8. K-Means Clustering

K – The mean algorithm is an unsupervised learning algorithm that can solve clustering problems. The process of using the K-mean algorithm to classify a data into a certain number of clusters (assuming there are k clusters) is simple. Data points within a cluster are uniform and homogeneous, and different from other clusters.

import numpy as np
from  import KMeans
import  as plt

# Generate sample dataX = ([[1], [2], [3], [4], [5]])

# Create a K-Means model and fit the datamodel = KMeans(n_clusters=2)
(X)

# predicty_pred = (X)

# Draw results(X, np.zeros_like(X), c=y_pred, cmap='viridis')
("K-Means Clustering Example")
("X")
()

9. Principal Component Analysis (PCA)

Principal Component Analysis (PCA, Principal Component Analysis) is a commonly used data dimensionality reduction technique that aims to convert a set of possible correlation variables into a set of linearly uncorrelated variables called principal components while retaining as much information from the original dataset as possible.

import numpy as np
from  import PCA
import  as plt

# Generate sample dataX = ([[1, 2], [3, 4], [5, 6], [7, 8]])

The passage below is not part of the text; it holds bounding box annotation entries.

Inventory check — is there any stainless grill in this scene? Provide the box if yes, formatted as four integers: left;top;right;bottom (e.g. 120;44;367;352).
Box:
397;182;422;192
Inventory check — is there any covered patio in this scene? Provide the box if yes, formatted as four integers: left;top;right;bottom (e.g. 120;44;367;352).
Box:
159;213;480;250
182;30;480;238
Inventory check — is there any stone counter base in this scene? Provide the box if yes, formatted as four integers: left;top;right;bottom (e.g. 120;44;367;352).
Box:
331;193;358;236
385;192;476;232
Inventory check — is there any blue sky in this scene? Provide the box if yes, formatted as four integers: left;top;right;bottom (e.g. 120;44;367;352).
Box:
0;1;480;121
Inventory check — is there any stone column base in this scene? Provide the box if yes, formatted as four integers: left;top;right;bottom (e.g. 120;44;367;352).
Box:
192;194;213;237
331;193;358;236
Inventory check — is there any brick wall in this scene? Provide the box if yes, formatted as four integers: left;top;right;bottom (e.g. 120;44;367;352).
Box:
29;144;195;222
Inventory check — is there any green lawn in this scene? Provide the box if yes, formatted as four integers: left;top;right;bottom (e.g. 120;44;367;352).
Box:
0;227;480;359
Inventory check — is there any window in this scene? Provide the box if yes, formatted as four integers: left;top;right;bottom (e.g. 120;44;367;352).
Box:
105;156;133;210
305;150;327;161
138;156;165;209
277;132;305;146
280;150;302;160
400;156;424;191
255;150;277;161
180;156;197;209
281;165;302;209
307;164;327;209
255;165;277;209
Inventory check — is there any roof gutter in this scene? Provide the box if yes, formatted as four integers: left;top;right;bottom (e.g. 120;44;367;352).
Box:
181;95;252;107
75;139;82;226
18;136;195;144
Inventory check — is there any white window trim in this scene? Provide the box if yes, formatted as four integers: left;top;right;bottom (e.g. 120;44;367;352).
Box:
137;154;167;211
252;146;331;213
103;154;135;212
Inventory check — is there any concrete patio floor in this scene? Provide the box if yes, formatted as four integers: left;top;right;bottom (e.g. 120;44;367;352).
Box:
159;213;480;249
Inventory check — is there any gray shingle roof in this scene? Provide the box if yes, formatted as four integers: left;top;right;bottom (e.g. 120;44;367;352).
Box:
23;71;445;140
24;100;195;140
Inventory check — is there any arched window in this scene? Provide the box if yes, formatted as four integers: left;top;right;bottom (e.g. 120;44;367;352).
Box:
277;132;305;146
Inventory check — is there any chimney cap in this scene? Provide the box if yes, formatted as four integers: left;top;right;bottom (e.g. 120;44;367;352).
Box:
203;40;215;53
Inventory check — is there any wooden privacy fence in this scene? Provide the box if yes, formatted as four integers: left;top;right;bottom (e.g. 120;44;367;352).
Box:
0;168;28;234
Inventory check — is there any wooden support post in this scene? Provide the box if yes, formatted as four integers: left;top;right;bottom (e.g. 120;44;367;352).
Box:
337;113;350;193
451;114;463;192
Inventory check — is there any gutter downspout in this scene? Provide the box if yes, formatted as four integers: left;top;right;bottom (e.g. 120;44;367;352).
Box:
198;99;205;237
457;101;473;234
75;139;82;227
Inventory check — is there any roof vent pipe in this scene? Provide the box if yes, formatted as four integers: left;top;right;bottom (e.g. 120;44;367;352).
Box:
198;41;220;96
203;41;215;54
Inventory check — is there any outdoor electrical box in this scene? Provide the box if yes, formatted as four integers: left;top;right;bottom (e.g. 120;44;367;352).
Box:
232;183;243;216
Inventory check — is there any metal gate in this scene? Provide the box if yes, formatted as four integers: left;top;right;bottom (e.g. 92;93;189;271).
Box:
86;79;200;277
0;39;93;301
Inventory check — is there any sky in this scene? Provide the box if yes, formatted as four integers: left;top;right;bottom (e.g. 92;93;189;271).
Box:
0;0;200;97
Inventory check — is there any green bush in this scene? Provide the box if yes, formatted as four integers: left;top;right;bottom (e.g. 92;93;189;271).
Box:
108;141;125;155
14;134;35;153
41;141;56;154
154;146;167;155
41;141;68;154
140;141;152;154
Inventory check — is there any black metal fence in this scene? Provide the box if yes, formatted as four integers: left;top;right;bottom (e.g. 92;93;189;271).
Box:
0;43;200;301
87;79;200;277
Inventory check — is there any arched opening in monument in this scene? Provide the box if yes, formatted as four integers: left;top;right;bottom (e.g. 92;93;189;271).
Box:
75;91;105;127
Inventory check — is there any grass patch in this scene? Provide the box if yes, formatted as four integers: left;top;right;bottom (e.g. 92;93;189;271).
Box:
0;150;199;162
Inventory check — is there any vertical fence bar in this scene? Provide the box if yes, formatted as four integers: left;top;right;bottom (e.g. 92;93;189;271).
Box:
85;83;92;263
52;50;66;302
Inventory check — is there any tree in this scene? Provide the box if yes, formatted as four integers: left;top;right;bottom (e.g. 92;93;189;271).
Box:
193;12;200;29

# Create a PCA model and fit the datapca = PCA(n_components=2)
X_r = pca.fit_transform(X)

# Draw results(X_r[:, 0], X_r[:, 1])
("PCA Example")
("Principal Component 1")
("Principal Component 2")
()

10. Gradient Boosting

Gradient lifting models are an integrated learning method that iteratively trains multiple weak learners (usually decision trees) and combines them into a strong learner. Gradient Boosting models can help us understand the relative importance of each feature in our data by analyzing the importance of features.

import numpy as np
from  import GradientBoostingClassifier

# Generate sample dataX = ([[1], [2], [3], [4], [5]])
y = ([0, 0, 0, 1, 1])

# Create a gradient boost model and fit the datamodel = GradientBoostingClassifier(n_estimators=10)
(X, y)

# predicty_pred = (X)
print("Predictions:", y_pred)

Summarize

This is the end of this article about the explanations and examples of the 10 classic algorithms of Python machine learning. For more related contents of the 10 classic algorithms of Python machine learning, please search for my previous articles or continue browsing the related articles below. I hope everyone will support me in the future!